The top players to watch at the upcoming Rookie Tournament
With some of the Canadiens’ top prospects convening in Toronto in a week’s time, there are a few performances that should stand out.
The Montreal Canadiens have released the list of 23 players that will repesent the club at the annual Rookie Tournament. The team will consist of a mix of tryouts and several top prospects — at least those not preparing for their season in Europe or the NCAA — and is scheduled to go up against some of the best young players in the systems of the Ottawa Senators and host Toronto Maple Leafs.
There are a few players among the group who are looking to take their first steps toward a professional career. There’s is also one player who has already seen some success in the professional game across several countries and leagues, and is hoping to now work his way to an NHL position.

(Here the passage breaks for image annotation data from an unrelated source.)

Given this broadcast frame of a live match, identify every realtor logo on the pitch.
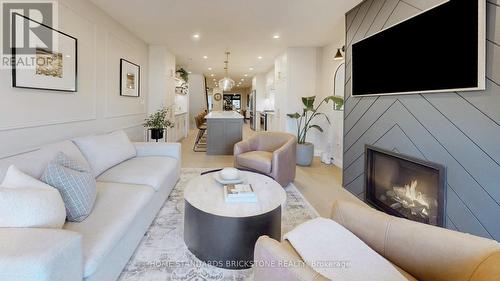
[0,0,57,68]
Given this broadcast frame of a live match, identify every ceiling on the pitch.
[91,0,361,87]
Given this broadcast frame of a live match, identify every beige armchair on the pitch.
[254,201,500,281]
[234,132,297,186]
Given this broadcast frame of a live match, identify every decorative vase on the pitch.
[297,142,314,166]
[151,128,165,140]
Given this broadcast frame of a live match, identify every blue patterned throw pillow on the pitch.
[42,152,97,222]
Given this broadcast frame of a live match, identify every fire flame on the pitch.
[394,180,430,208]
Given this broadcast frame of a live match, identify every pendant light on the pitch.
[333,46,345,60]
[219,52,234,92]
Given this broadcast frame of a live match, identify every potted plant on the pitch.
[176,67,189,83]
[287,96,344,166]
[143,107,174,141]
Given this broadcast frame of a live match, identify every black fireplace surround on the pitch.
[365,145,446,226]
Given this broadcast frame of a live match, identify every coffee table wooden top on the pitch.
[184,171,286,218]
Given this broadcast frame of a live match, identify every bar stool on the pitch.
[193,114,207,152]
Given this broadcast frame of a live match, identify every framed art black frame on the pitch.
[120,59,141,98]
[11,13,78,92]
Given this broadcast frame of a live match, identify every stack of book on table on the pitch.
[224,184,257,203]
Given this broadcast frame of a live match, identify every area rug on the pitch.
[119,168,318,281]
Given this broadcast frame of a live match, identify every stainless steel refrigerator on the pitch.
[248,90,260,131]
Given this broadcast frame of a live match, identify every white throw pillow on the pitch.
[0,166,66,228]
[0,165,54,189]
[73,131,137,177]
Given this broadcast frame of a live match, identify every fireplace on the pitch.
[365,145,446,226]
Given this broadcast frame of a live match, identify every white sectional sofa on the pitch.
[0,135,181,281]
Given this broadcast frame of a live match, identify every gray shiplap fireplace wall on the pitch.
[344,0,500,241]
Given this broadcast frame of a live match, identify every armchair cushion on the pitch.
[236,151,273,174]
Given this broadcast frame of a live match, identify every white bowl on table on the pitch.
[214,168,243,184]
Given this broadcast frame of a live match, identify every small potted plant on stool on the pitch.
[143,107,174,142]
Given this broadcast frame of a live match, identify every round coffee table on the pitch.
[184,172,286,269]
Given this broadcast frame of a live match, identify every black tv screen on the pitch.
[352,0,485,96]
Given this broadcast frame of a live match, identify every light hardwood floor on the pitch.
[182,124,360,217]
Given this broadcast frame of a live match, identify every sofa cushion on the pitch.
[64,182,155,277]
[97,156,179,191]
[284,218,408,281]
[0,166,66,228]
[236,151,273,174]
[42,152,96,222]
[0,228,83,281]
[73,131,136,177]
[0,140,90,181]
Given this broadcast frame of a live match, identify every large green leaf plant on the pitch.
[287,96,344,144]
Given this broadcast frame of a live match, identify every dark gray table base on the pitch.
[184,200,281,269]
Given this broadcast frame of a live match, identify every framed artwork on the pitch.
[120,59,141,97]
[12,13,78,92]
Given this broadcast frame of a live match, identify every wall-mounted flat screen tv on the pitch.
[351,0,486,96]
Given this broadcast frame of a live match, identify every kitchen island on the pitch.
[205,111,243,155]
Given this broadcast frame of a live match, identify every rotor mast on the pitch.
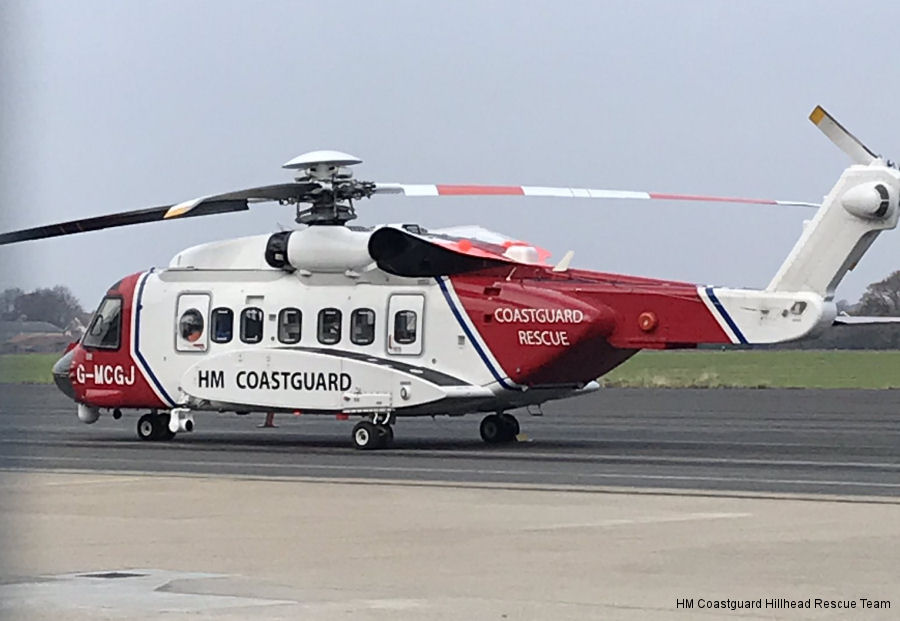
[282,151,375,226]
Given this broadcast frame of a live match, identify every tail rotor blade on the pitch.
[809,106,879,165]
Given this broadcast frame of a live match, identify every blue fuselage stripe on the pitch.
[435,276,515,390]
[706,287,747,345]
[134,269,175,405]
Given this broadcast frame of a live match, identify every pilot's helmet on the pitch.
[179,308,203,342]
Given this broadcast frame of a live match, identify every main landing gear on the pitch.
[481,412,519,444]
[353,415,394,451]
[138,408,194,441]
[138,412,175,441]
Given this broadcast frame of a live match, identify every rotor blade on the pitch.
[165,183,321,219]
[375,183,819,207]
[809,106,878,164]
[0,200,248,246]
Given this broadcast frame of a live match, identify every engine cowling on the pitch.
[266,226,372,273]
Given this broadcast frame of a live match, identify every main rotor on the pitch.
[279,151,376,225]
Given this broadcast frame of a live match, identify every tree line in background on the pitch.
[0,270,900,349]
[0,285,85,328]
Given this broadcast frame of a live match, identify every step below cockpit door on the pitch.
[387,293,425,356]
[175,293,209,352]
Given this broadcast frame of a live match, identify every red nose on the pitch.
[53,343,76,399]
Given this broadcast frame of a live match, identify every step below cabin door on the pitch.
[387,293,425,356]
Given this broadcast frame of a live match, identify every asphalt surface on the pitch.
[0,385,900,501]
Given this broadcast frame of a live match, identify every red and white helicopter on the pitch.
[0,107,900,449]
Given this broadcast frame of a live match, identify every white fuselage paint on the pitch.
[132,251,592,415]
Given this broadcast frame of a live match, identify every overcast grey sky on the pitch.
[0,0,900,307]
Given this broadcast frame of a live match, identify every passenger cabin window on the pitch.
[241,307,265,344]
[278,308,303,345]
[81,298,122,349]
[394,311,417,345]
[318,308,341,345]
[210,308,234,343]
[350,308,375,345]
[178,308,205,343]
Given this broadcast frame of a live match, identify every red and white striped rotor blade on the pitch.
[375,183,819,207]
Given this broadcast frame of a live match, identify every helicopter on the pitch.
[0,107,900,449]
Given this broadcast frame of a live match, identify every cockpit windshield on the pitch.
[81,297,122,349]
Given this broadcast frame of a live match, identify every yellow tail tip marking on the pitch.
[809,106,826,125]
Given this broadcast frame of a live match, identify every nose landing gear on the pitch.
[480,412,520,444]
[137,412,175,441]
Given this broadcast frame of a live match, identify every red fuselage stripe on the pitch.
[650,192,778,205]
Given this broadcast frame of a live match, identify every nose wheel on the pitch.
[353,420,394,451]
[137,414,175,442]
[480,413,520,444]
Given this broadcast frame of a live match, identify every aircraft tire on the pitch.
[479,414,507,444]
[137,414,160,441]
[353,420,383,451]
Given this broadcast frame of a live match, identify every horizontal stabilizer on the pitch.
[834,315,900,326]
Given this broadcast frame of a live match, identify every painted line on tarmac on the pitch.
[7,455,900,489]
[0,439,900,470]
[0,466,900,505]
[521,513,753,531]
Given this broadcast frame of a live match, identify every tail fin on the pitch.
[766,107,900,300]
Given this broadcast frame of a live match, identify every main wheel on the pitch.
[353,420,383,451]
[479,414,507,444]
[138,414,162,440]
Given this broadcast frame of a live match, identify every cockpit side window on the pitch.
[81,297,122,349]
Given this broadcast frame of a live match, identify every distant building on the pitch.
[0,321,74,354]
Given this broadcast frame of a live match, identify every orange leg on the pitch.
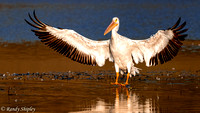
[111,72,119,85]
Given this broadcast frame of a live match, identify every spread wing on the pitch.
[25,11,112,66]
[132,18,188,66]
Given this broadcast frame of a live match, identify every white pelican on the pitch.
[25,11,188,85]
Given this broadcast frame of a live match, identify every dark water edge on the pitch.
[0,72,200,113]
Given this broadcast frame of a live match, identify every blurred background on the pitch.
[0,0,200,42]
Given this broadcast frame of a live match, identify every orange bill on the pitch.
[104,21,118,35]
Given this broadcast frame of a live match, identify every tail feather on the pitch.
[130,66,142,77]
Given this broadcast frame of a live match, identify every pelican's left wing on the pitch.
[132,18,188,66]
[25,11,112,66]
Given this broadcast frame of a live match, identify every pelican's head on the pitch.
[104,17,119,35]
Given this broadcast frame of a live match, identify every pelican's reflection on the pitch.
[71,87,159,113]
[113,87,154,113]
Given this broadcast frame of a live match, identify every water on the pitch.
[0,80,200,113]
[0,0,200,42]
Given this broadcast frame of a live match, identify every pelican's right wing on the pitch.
[131,18,188,66]
[25,11,112,66]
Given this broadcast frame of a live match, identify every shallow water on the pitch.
[0,78,200,113]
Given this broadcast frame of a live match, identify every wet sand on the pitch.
[0,40,200,113]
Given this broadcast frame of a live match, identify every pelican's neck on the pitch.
[112,25,119,38]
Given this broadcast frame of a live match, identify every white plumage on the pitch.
[25,11,187,84]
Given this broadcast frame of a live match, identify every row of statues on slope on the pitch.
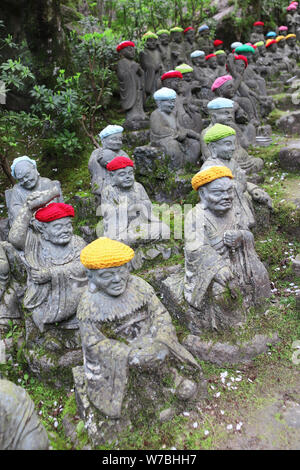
[0,124,270,436]
[117,22,300,130]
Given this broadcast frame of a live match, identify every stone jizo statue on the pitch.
[184,166,271,329]
[77,237,201,419]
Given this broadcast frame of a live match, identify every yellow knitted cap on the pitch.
[192,166,234,191]
[80,237,134,269]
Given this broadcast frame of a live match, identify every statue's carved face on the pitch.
[121,46,135,60]
[199,177,233,215]
[111,166,134,189]
[145,38,157,51]
[156,99,176,114]
[217,54,227,65]
[88,264,129,297]
[207,57,218,70]
[210,108,235,126]
[208,135,236,160]
[185,29,195,44]
[218,80,235,100]
[159,33,170,46]
[15,161,39,189]
[192,55,207,67]
[42,217,73,245]
[102,132,123,150]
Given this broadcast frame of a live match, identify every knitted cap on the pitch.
[183,26,195,34]
[214,39,223,47]
[230,41,243,49]
[235,44,255,55]
[205,54,217,60]
[211,75,233,91]
[35,202,75,222]
[106,156,134,171]
[170,26,183,33]
[204,123,236,144]
[192,166,234,191]
[80,237,134,269]
[153,87,177,101]
[175,64,194,74]
[116,41,135,52]
[10,155,36,179]
[207,97,234,109]
[190,50,205,59]
[156,29,170,36]
[142,31,158,41]
[198,24,209,33]
[234,55,248,68]
[160,70,182,81]
[98,124,124,140]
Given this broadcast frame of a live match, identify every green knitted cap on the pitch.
[234,44,255,55]
[156,29,170,36]
[204,124,236,144]
[175,64,194,74]
[170,26,183,33]
[142,31,158,41]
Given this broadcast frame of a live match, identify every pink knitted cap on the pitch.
[211,75,233,91]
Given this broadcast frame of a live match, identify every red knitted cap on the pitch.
[205,54,217,60]
[106,156,133,171]
[266,39,277,47]
[116,41,135,52]
[35,202,75,222]
[234,55,248,68]
[160,70,182,80]
[183,26,195,34]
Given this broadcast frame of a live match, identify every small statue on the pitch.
[156,29,173,72]
[77,237,201,419]
[150,87,200,170]
[117,41,149,130]
[8,199,87,332]
[0,378,49,450]
[184,164,271,330]
[140,31,162,96]
[88,125,128,202]
[170,26,186,69]
[6,155,64,225]
[102,157,170,246]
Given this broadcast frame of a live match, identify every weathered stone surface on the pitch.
[183,333,280,366]
[276,111,300,135]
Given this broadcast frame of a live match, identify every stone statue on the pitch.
[140,31,162,96]
[88,125,128,202]
[201,124,272,229]
[184,165,271,329]
[74,238,201,421]
[101,157,170,246]
[6,155,63,225]
[196,24,213,55]
[0,378,49,450]
[156,29,173,72]
[8,198,87,332]
[201,98,264,175]
[250,21,265,44]
[183,26,197,62]
[170,26,186,69]
[150,87,200,170]
[117,41,149,130]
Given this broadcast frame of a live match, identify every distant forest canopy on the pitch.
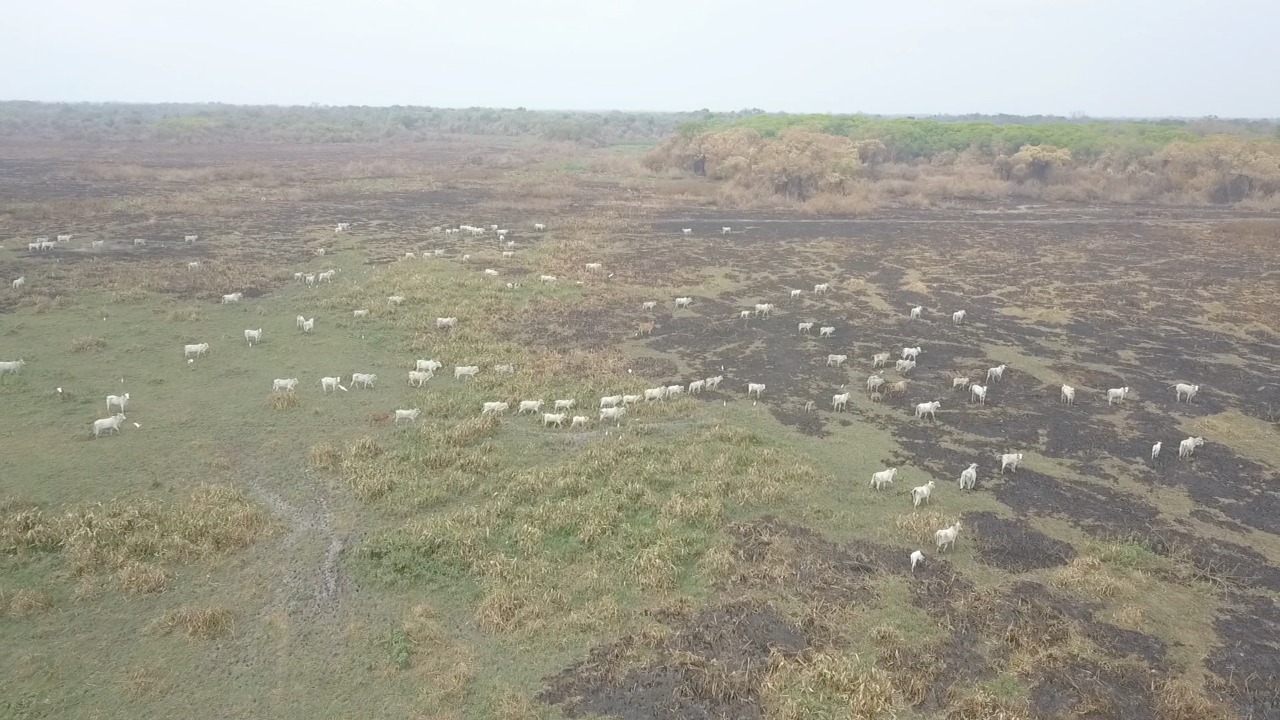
[0,101,1280,149]
[678,114,1280,163]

Réway had hoped to begin that North American journey last season, but was sidelined by a serious heart condition that threatened to end not only his hockey career but his life. After a year away from the game, a doctor-monitored training regimen to get back into shape, and a few weeks of tune-up on the ice at home in Slovakia, he will finally get to don the Canadiens sweater in a competitive environment.
Just the fact that he’s been cleared to participate is a victory for him, so it’s hard to set any expectations. Were his health at 100%, there’s little question that he’d be the most creative Habs player on the ice (though he probably wouldn’t be in the event at all in that case). With his current situation, he will have to find a balance between showing off his talents and slowly easing into the pace of play.
His vision should still be there, but the execution on the passing plays he made his name on may be slightly off. The Canadiens also have few finishers on the tournament roster, so even if he is able to connect on his passes, his efforts may not get turned into offence.
For that reason, it may be more important to watch him play and see how he’s faring in the offensive zone rather than expecting a large number of points.
Juulsen hasn’t been without his own health concerns, with multiple concussions early in his amateur career. He missed a lengthy stretch from January to February this year with an injury sustained in the World Junior Championship, and this after being forced out of the 2015-16 season early with a broken jaw.
Fortunately, those concussion issues haven’t shown up in recent seasons, but there will always be some concern whenever his head is involved in a bodycheck in the future.
Physical play is one of the hallmarks of his game, being aggressive in his defensive zone and having the ability to land an open-ice hit on a player expecting to gain the blue line with ease. He will surely be looking to make such an impact on some of the players he may be facing on a regular basis in the NHL in the near future.
While the Habs aren’t taking many flashy forwards to Toronto, the team will have a large number of the organization’s best young defenders. Juulsen will be joined by Simon Bourque and Victor Mete as players close to making an impact in the pros, as well as the four blue-liners taken in this year’s entry draft.
Juulsen should stand out as the best of that strong group, and should be very effective in keeping the talented forwards from the Ontarian teams at bay.
If anyone does slip through the defences, he’ll have to beat the reigning CHL Goaltender of the Year to get his name on the scoresheet.
With two of the organization’s young goaltenders playing in the NCAA, McNiven is the only official Canadiens netminder at the tournament. The team did give a tryout to QMJHL goalie Antoine Samuel to get two goalies on the roster, but expect McNiven to receive the bulk of the work in the tournament.
His athleticism will allow him to contest shots that not many goaltenders could, and his quick glove should have a few Leafs and Senators staring at the rafters of Ricoh Coliseum in disbelief. It will be a good test for McNiven as he prepares to begin his professional career.
Should he show he still needs more development, the decision could very well be to send him to the ECHL, where he can accumulate big minutes in a starter’s role. That’s probably the best move for his future success, as Charlie Lindgren has a firm grasp on the number-one role for the AHL team.
Should McNiven prove that his puck-stopping ability is too much of an asset not to deploy against AHL competition, he may force the Laval Rocket into a two-goalie rotation for their inaugural season.